Ever since the first peach popped up at the farmer’s market, there hasn’t been a day that my kitchen has been without at least one. I’ve eaten many of them fresh, either sliced into a bowl or eaten right from the basket. I’ve made this salad and this pavlova, and we’ll be enjoying this cobbler for dinner tonight. But if you're ranking overall enjoyment, it’s hard to beat the perfect peach pie.
In my case, the word ‘perfect’ is relative. Certainly the inspiration was ideal. I opened the New York Times magazine early in July to find a recipe for peach pie, accompanied by a photo that was gorgeous enough to haunt my dreams. I was going to make that pie.
Unfortunately, I was stymied by the pastry. My struggles with making a good pastry are fairly well-documented, but this one demonstrated a basic inability to hold together, at all. It was surely doomed.
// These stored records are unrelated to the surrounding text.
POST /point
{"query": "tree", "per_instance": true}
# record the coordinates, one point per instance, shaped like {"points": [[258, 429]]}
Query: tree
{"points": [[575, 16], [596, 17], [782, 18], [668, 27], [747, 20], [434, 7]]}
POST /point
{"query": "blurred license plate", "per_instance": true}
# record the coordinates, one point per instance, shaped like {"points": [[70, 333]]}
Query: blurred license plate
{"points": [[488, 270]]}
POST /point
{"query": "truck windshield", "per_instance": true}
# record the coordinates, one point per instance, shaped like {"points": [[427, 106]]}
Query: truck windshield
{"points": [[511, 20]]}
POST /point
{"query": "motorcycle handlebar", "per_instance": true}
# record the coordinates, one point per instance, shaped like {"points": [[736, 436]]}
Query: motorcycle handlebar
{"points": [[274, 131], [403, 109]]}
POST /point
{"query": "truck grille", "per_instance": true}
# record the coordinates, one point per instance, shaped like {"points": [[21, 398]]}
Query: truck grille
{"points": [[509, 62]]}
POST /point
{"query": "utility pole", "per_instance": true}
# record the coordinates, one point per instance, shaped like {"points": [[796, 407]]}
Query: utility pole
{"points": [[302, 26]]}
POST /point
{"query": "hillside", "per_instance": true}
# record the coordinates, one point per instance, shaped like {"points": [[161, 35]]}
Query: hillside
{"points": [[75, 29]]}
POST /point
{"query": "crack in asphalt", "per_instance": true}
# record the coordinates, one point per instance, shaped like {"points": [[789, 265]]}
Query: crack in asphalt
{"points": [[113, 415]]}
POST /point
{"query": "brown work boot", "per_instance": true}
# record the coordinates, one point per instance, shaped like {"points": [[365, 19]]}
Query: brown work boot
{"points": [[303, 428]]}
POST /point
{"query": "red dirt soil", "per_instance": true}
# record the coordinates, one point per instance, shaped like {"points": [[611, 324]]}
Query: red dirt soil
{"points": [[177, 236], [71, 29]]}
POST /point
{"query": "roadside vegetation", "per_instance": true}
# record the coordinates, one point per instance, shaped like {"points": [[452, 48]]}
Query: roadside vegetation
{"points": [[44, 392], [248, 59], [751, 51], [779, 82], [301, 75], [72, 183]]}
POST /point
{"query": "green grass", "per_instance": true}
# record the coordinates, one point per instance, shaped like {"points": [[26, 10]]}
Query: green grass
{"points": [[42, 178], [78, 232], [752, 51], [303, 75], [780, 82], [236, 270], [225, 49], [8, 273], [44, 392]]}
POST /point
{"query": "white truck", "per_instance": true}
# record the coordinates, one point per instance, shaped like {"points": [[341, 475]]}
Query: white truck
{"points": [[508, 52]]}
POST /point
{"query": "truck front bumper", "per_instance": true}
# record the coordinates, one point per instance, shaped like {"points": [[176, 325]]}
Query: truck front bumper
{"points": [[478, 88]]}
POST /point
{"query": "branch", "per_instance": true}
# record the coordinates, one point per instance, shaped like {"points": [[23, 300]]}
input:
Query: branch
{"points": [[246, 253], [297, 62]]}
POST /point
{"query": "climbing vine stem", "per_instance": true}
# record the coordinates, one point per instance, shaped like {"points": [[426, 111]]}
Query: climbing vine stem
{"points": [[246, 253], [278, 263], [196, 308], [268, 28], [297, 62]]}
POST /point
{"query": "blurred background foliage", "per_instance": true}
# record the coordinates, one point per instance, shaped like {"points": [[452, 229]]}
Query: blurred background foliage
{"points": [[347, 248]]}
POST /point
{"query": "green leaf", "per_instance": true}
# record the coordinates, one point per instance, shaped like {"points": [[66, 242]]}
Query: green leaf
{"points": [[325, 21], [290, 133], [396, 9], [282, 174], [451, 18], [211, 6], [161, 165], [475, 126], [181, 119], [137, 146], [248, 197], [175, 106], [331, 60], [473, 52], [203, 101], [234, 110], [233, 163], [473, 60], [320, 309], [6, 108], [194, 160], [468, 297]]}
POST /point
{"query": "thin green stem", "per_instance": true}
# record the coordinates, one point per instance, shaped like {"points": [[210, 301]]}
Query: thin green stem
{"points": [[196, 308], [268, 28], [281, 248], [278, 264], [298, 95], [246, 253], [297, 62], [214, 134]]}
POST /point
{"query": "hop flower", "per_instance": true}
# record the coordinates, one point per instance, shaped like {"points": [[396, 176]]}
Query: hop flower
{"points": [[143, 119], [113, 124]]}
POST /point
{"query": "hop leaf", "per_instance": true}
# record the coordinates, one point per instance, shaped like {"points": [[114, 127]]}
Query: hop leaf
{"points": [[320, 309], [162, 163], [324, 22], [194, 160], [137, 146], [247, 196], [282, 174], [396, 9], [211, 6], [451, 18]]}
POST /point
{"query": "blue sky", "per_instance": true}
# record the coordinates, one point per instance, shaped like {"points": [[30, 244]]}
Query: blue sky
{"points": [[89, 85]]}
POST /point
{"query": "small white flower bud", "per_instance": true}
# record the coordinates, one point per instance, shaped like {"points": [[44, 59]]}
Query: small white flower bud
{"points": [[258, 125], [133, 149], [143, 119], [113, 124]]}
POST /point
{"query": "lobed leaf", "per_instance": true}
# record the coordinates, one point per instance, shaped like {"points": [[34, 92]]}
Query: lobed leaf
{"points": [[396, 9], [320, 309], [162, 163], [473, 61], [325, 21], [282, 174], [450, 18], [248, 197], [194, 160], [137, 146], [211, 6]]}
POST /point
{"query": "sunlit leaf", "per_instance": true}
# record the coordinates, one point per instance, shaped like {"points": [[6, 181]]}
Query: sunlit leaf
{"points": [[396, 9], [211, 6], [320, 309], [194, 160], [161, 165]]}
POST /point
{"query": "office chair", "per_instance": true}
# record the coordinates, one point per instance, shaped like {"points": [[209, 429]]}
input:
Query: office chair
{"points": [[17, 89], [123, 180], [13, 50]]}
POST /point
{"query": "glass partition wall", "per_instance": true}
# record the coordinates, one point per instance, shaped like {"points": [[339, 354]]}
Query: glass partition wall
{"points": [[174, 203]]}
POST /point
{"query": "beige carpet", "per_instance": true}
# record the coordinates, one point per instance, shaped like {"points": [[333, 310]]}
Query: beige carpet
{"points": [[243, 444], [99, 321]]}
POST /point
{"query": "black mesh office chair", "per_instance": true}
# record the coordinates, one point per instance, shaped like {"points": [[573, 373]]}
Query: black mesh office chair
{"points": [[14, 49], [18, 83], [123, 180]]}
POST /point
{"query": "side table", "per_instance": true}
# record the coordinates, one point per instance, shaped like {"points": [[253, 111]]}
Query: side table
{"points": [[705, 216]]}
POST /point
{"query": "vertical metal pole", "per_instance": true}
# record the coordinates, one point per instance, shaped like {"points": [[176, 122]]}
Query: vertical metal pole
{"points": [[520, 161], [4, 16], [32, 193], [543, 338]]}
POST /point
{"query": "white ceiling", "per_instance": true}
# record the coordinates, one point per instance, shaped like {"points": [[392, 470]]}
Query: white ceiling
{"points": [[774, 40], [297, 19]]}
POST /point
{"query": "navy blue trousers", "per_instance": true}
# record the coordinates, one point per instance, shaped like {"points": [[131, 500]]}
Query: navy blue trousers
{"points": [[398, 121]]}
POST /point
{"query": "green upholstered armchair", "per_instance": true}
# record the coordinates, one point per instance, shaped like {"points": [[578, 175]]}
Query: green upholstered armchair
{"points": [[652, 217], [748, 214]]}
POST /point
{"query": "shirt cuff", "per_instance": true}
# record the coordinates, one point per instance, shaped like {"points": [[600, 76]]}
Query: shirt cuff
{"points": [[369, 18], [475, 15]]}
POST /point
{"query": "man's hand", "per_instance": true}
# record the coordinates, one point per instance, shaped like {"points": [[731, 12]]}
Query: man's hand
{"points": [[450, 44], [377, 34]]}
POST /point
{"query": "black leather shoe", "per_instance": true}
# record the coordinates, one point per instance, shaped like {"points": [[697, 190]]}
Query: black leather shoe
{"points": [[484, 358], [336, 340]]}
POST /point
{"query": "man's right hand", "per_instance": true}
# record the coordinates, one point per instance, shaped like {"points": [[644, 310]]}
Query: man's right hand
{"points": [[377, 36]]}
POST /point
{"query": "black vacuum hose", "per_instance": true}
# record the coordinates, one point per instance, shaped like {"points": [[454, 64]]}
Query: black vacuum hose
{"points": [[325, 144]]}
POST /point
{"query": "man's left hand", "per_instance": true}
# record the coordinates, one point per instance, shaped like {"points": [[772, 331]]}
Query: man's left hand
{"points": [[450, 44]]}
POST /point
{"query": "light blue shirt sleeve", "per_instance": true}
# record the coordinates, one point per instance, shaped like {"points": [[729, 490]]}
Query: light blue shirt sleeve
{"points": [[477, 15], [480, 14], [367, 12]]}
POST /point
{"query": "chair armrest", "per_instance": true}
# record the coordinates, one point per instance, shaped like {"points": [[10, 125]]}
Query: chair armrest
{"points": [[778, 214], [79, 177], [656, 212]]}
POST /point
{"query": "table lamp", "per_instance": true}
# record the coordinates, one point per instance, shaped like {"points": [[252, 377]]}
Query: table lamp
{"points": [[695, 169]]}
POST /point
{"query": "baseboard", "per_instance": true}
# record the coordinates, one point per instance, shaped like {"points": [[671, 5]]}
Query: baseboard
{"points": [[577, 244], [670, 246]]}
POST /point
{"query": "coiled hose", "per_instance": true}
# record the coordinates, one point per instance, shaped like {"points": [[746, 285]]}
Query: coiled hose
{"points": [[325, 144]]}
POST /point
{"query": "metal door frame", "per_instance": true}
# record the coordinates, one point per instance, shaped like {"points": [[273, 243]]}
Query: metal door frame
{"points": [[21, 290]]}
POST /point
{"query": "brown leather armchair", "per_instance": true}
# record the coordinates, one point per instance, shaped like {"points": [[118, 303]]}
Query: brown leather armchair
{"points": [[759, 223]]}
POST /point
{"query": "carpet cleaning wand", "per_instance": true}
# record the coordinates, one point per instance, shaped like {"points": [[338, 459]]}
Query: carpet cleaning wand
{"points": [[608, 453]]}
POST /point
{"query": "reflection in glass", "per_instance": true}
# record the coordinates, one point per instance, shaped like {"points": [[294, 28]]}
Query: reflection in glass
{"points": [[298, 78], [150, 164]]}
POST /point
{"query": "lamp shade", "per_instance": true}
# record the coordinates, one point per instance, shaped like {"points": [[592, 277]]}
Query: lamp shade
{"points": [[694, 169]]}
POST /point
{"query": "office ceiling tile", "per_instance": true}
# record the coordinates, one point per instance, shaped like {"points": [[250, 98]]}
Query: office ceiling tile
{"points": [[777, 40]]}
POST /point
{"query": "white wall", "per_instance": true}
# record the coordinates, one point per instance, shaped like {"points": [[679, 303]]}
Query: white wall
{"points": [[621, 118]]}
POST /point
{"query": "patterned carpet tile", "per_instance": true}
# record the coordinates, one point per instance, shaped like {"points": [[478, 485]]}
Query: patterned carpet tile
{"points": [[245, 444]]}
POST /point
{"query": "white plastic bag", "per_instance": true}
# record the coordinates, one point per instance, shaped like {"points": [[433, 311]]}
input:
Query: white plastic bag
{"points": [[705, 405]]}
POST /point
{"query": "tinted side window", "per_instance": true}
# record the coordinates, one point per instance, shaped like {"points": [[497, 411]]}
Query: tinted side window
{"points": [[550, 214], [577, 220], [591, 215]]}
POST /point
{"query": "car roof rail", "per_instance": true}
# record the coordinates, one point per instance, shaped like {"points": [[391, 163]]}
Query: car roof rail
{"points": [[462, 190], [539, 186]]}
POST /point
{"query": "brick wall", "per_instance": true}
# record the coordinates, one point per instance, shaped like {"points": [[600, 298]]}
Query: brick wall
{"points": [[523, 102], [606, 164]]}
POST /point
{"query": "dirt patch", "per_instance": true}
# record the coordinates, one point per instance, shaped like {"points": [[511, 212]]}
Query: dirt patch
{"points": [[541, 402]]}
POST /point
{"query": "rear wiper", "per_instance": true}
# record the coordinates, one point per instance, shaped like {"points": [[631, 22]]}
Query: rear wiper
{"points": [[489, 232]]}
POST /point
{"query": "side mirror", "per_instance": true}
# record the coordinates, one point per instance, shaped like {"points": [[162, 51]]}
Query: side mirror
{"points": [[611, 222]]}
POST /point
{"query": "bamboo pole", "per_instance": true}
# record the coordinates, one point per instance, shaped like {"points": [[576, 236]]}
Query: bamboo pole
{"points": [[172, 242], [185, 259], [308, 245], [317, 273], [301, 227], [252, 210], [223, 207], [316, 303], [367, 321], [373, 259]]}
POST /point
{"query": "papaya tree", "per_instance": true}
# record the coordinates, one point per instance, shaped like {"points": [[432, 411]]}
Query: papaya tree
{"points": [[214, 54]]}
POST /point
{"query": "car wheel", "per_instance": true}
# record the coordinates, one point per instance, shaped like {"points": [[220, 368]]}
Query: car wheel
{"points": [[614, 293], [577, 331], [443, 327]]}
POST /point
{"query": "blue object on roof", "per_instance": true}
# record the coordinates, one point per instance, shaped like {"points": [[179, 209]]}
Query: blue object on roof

But I refused to call it a day. Undaunted, I pressed half the dough into the bottom and sides of a tart pan, followed it up with the peach mixture, and covered it with a crumble topping. What followed was the perfect peach tart – the tart of my dreams. No matter what kind of produce I fall in love with next summer, it’s a safe bet I’ll be making this one again.
The Perfect Peach Tart
(inspired by this recipe)
Your favourite recipe for tart dough (enough for one crust)
5 cups of peeled, sliced peaches
2 Tbsp lemon juice
1 cup granulated sugar
1/4 cup all-purpose flour (first amount)
pinch ground nutmeg
3/4 cup all-purpose flour (second amount)
3 Tbsp brown sugar
1/2 tsp cinnamon
5 Tbsp unsalted butter, melted
Prepare tart dough according to the recipe, flatten it into a 6” disc, wrap it in plastic wrap, and place in the fridge for up to one hour.
Preheat oven to 425 degrees.
To make the pie filling, combine sliced peaches, lemon juice, sugar and 1/4 cup flour and gently mix to combine. Set aside.
Whisk together 3/4 cup flour, brown sugar, cinnamon, and salt. Mix with the melted butter. Set aside.
Press the tart dough into the bottom and sides of a tart pan with removable sides. Add the peaches and sprinkle with ground nutmeg. Crumble the topping over the top of the tart. Bake for 15 minutes, then reduce heat to 375. Cook until peaches bubble and pastry is golden, an additional 45 minutes to one hour.
(If you're a great pastry maker, check out the original recipe from the New York Times. And invite me over for a slice!)